The shape of a Rust error
Start with the type. In rust-tool-base every crate defines its own error enum, and every one of them derives two traits:
#[derive(Debug, thiserror::Error, miette::Diagnostic)]
pub enum ConfigError {
#[error("config file not found at {path}")]
#[diagnostic(
code(rtb::config::not_found),
help("run `mytool init` to create one, or set MYTOOL_CONFIG"),
)]
NotFound { path: PathBuf },
// ...
}
thiserror::Error makes it a proper error type. miette::Diagnostic is the interesting one. A Diagnostic is an error that also carries the things you’d want when presenting it: a stable code, a severity, a help string, and optionally source labels pointing at spans of input. The help line is the same idea as go-tool-base’s hint, the recovery step, except here it’s an attribute on the variant rather than a field threaded through a wrapper.
So the guidance lives on the error, structured, from the moment the error is created.
There is no handler, there’s a convention
Here’s where Rust does the work go-tool-base’s handler was built to do.
A rust-tool-base main looks like this:
#[tokio::main]
async fn main() -> miette::Result<()> {
rtb::cli::Application::builder()
.metadata(/* ... */)
.version(VersionInfo::from_env())
.build()?
.run()
.await
}
main returns miette::Result<()>. Every command’s run returns a Result too. In between, errors propagate with the ? operator: a function that hits an error returns it upward, immediately, and the caller does the same, all the way to main. Nobody writes a “check this error” call. ? is the propagation.
And when an error reaches main and main returns it, something has to render it for the user. That something is a report hook. rust-tool-base installs one at startup, and from then on any Diagnostic that exits main is rendered through it: the code, the severity, the help text, the source labels, with colour. One renderer, installed once.
Look at what that adds up to. Every error in the program flows to one place, main. It is rendered by one thing, the hook. Presentation is decided in exactly one location and no command can deviate from it. That is precisely the property go-tool-base’s ErrorHandler was built to guarantee. The difference is that nobody built it. The single exit is just where ? propagation ends, and the single renderer is one hook. The language’s own convention for returning errors from main is the funnel.

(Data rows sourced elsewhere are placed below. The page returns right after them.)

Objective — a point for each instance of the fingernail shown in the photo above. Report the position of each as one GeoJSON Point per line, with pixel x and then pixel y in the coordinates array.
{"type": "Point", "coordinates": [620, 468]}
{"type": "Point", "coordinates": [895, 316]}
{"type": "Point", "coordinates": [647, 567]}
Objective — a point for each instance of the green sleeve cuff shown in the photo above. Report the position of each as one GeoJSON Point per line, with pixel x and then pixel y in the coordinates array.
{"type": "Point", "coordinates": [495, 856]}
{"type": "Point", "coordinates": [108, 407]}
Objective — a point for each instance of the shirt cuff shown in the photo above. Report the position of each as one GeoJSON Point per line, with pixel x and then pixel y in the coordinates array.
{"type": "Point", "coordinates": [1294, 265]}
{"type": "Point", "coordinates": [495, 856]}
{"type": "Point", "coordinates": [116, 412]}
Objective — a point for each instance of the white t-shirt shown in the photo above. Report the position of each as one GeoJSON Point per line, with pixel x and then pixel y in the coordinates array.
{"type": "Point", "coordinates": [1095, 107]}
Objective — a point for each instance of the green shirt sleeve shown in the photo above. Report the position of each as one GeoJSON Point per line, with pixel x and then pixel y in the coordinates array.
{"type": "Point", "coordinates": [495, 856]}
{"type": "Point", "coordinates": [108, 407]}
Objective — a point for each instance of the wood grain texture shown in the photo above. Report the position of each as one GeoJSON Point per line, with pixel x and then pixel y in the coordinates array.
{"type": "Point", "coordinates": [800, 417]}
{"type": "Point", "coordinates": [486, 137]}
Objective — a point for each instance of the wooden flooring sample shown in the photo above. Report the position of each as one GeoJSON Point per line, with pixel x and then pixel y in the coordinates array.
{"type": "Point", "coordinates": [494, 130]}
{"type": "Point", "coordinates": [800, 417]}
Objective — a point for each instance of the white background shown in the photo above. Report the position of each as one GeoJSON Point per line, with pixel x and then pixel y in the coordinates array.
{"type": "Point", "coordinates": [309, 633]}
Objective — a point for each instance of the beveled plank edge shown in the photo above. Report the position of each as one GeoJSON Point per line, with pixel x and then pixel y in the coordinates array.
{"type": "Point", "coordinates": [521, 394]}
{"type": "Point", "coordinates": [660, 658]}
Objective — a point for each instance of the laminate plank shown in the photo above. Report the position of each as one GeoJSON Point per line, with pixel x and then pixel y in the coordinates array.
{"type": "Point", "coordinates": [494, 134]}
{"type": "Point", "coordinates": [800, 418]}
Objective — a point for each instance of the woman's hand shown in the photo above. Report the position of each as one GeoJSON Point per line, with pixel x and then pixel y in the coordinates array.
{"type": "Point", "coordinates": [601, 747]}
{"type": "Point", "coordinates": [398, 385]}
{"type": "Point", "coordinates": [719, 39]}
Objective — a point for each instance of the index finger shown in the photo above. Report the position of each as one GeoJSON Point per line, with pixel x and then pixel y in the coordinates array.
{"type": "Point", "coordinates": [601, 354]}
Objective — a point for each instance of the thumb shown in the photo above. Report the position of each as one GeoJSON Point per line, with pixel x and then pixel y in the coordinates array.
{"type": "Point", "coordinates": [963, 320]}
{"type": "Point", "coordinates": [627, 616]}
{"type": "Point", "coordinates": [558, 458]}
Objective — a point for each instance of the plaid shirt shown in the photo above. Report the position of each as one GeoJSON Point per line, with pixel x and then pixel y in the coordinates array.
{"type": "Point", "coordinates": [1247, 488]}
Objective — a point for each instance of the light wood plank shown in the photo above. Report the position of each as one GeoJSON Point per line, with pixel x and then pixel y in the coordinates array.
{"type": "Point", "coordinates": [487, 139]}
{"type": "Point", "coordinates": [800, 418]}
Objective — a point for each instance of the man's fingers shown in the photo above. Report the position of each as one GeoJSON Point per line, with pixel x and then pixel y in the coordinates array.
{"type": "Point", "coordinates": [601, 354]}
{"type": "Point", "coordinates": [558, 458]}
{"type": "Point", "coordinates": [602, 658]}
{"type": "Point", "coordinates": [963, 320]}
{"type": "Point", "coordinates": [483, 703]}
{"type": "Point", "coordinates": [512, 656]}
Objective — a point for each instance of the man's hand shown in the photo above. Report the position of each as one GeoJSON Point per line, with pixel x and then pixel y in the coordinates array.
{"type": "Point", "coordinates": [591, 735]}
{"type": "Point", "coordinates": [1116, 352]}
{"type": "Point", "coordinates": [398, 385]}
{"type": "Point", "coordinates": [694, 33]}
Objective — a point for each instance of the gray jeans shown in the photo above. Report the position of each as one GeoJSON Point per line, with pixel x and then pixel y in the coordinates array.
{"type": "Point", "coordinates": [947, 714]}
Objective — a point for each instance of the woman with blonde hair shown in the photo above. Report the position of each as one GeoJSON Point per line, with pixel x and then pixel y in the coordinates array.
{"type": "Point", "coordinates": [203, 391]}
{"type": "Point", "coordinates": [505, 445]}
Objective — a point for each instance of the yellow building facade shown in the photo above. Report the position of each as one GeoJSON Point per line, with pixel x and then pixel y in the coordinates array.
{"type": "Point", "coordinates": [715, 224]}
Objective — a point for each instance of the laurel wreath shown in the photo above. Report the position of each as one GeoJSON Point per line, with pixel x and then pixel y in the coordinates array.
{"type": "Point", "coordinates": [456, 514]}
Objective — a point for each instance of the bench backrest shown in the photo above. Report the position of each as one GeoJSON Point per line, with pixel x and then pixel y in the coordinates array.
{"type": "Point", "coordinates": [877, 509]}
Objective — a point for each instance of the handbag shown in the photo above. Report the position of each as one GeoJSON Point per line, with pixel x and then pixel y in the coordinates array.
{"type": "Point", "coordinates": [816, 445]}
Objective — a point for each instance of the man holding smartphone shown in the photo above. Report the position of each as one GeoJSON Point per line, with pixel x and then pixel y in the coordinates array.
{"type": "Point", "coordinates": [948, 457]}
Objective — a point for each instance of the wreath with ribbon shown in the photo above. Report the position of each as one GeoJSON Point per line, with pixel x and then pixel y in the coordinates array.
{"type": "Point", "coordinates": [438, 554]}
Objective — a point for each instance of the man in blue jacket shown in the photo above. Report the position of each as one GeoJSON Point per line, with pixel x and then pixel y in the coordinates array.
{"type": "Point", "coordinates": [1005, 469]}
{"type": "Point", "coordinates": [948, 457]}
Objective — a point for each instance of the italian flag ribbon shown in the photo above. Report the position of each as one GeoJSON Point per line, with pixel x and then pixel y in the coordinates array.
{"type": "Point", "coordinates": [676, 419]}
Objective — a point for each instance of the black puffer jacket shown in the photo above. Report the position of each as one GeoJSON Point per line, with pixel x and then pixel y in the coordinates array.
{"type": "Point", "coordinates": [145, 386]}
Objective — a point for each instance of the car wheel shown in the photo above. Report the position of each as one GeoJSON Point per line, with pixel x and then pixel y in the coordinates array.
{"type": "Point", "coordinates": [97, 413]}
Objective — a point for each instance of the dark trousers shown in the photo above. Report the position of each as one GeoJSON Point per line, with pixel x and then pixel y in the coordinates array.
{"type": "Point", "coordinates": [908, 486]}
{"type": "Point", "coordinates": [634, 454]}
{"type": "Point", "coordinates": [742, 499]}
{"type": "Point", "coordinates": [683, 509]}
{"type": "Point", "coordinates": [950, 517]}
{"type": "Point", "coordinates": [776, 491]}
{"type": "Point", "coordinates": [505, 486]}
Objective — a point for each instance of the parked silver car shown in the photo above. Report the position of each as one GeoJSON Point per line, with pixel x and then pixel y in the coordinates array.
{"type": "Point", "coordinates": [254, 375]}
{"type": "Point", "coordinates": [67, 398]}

Errors are values, all the way
The thing that took me a moment to fully trust is that there’s no funnel to maintain, because there’s no funnel as an object. go-tool-base’s handler is a component: it can drift, it has to be kept in the path, a command could in principle be wired to bypass it. The Rust version cannot be bypassed, because bypassing it would mean a command not returning its error, and an error you don’t return is a compile-time warning at best and dead-obvious wrong code at worst.
So the model is just: errors are values, you return them, ? carries them up, main hands the last one to the hook. The consistency isn’t enforced by a guard. It’s the only thing the shape of the language lets you do.
go-tool-base reaches a single, consistent error exit by building one and routing everything through it. rust-tool-base reaches the same exit by having errors be ordinary return values and letting them fall out of main. Same outcome. One of them is a component you own; the other is a convention you inherit.
Worth remembering
go-tool-base funnels every error through one ErrorHandler so presentation stays consistent. That handler is a deliberately built component, and it’s the right design in Go.
rust-tool-base has no handler. Every crate’s error type derives miette::Diagnostic, carrying its code, severity and help text. Errors propagate with ? to main, which returns miette::Result, and a framework-installed hook renders whatever comes out. The single consistent exit is the end of ? propagation, and the single renderer is one hook. The funnel go-tool-base built by hand is, in Rust, just the language’s return-from-main convention.